Con Deddeddu siamo stati insieme bambini, frequentanti gli stessi lughi, le stesse strade, le stesse guerre di vicinato, la stessa chiesa di San Giorgio, la stessa scuola. Lui era nella classe di mastru Goffredo Doneddu, insieme a Peppe Tordo, altri amici e coetanei, bambini e ragazzi che insieme abbiamo avuto forte educazione cattolica. Una Chiesa al bivio tra catechismo dottrinario e il Concilio Vaticano II. Oltre tutti gli apprendimenti, ideologie e ripulse quella formazione cattolica ci ha lasciato come segno quello di essere solidali e compassionevoli, soprattutto con i sofferenti in corpo e spirito, con i poveri, con i diseredati, anche con gli straccioni nel mondo. Soprattutto con la gente del lavoro, con gli operai. Tutto questo faceva parte del bagaglio culturale di Diego Casu. Dopo anni di seminario a Nuoro, finito il Liceo classico, ha frequentato l’università da studente-lavoratore. Abitava a Sarroch, a casa del fratello Juanne, operaio alla Saras, la petrolchimica. Altre solidarietà e saperi appresi e messi in pratica.
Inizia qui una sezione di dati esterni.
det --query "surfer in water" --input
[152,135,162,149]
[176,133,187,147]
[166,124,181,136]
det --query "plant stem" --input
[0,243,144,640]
Laureato in giurisprudenza, Deddeddu è stato imprenditore, presidente regionale della Confapi, l’associazione delle piccole aziende, dirigente in imprese del settore trasporti, edilizia civile, e industriale.
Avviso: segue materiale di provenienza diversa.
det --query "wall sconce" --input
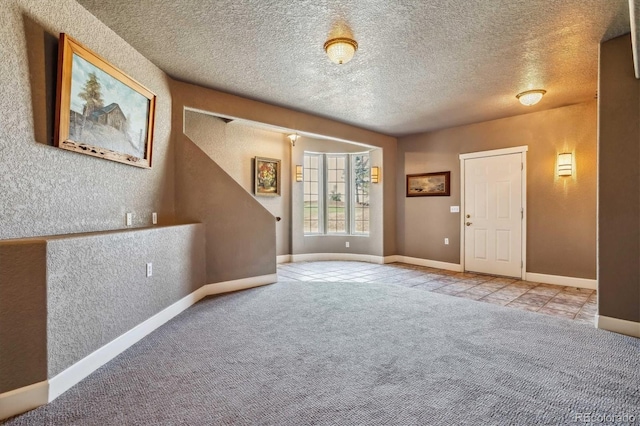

Nella sala di commiato del cimitero di Sassari, corpore praesenti, una bara di legno lucido con sopra il Crocifisso, Diego, amico e compagno è stato ricordato per la capacità organizzativa nel lavoro, per la vis polemica nella presenza in sedi e sezioni di partito, la forza delle idee e la capacità di condividerle, difenderle con ostinazione, il vaglio critico unito a una forte ironia. Era un suo tratto. Sin da bambino, al tempo che lui era Aquila Rossa, leader, ricorda Mario Pala, nel vicinato tra Cadone e Santu Tomas, in via Brigata Sassari, Deddeddu era di spirito arguto, la battuta pronta, il tono serio che noi bittesi abbiamo quando dobbiamo provocare il sorriso e il giusto riso. Senza per questo fare perdere alle parole peso e leggerezza. Da grande questa sua forte personalità, Diego l’applicava con serietà nel lavoro, la imponeva nelle battaglie per i diritti civili, contro lo sfruttamento e la disoccupazione, per la dignità dell’intellettuale, per la pace nel mondo. Con tutte le contraddizioni che questo impegno continuato sostiene e affronta. Sempre arduo essere chierici di due Chiese.
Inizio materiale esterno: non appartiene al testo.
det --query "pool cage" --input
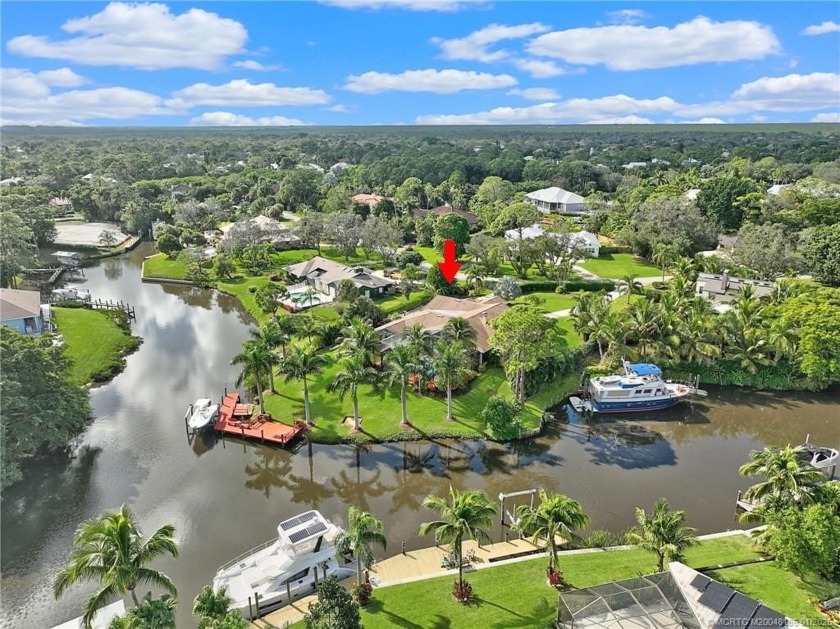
[557,572,701,629]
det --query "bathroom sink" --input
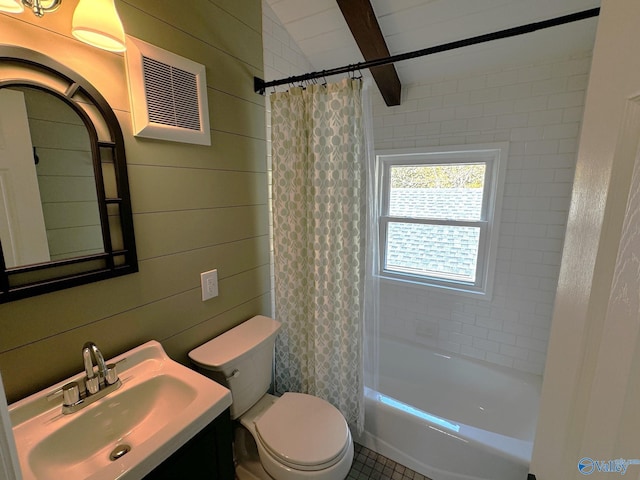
[9,341,231,480]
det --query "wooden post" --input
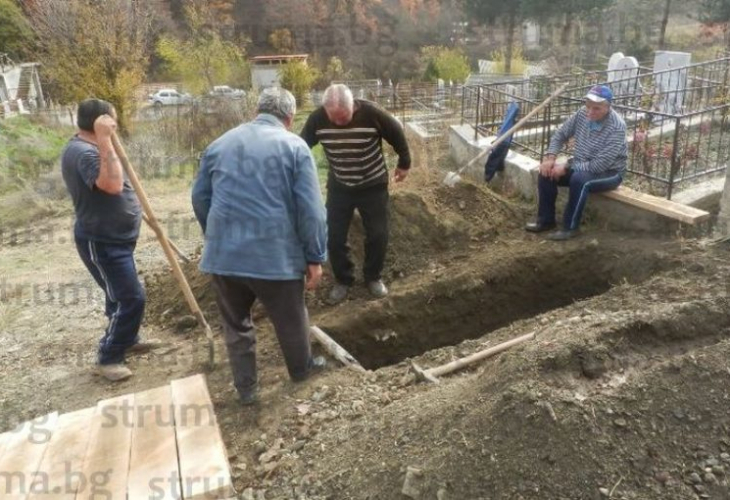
[309,326,367,373]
In questa sua umana vicenda, Deddeddu ha avuto un maestro quasi assoluto, un prete animatore scout e grande scrittore, un cercatore di storie nel mondo tradizionale che credeva nella Provvidenza. Era Monsignor Raimondo Calvisi, suo prozio, fratello della nonna materna Teresa.
In questi ultimi quattro anni, dagli inizi del 2021, con Deddeddu abbiamo lavorato insieme alla cura della riedizione, per Carlo Delfino, dell’opera omnia di Monsignor Calvisi, Rimunnu Truncu in accezione paesana. Siamo arrivati, come edito, al quarto libro. Ne mancano due. L’ultima volta che ci siamo sentiti per telefono, Diego faticava a parlare. Però non defletteva di spirito nel dire a se stesso e a me che bisognava fare in fretta perché almeno il quinto libro venisse completato. Per lui, così come per me, la riedizione dei libri di Raimondo Calvisi, il lavorarci sopra con assiduità, era, è una ragione di vita. In spirito di servizio alla comunità, quella bittese e diverse altre. Come realizzazione delle proprie legittime ambizioni. Scrive Diego in Tutte le anime, l’introduzione che insieme firmiamo nel primo libro, riferendosi allo zio, Nonnu Calvisi, alla sua postura di «prete di sinistra», così lo chiamava Clara Gallini, che «Il suo grande merito è avere compreso l’importanza di trasferire per iscritto quei racconti tramandati oralmente per diverse generazioni. Li tramanda a futura memoria. Sta in questo la sua grandezza, la sua intelligenza, la sua sensibilità, il suo intuito. Ha visto ciò che altri non vedevano. Si è reso conto che la società stava rapidamente cambiando. E quel cambiamento repentino avrebbe spazzato via tutto quel patrimonio culturale formatosi sino ad allora». Bisognava salvarlo, recuperarlo, riproporlo. Fondamentale la scuola impropria, quella della società pastorale, antropologicamente analizzata da Michelangelo Pira.
Il commiato per Deddeddu è giusto enunciarlo in sardo: At a restare semprere in s’ammentu de su ichinatu, de sa idda, de s’istoria nostra. Il vicinato come civiltà, il paese come orizzonte prospettico, le nostre storie dentro la Storia.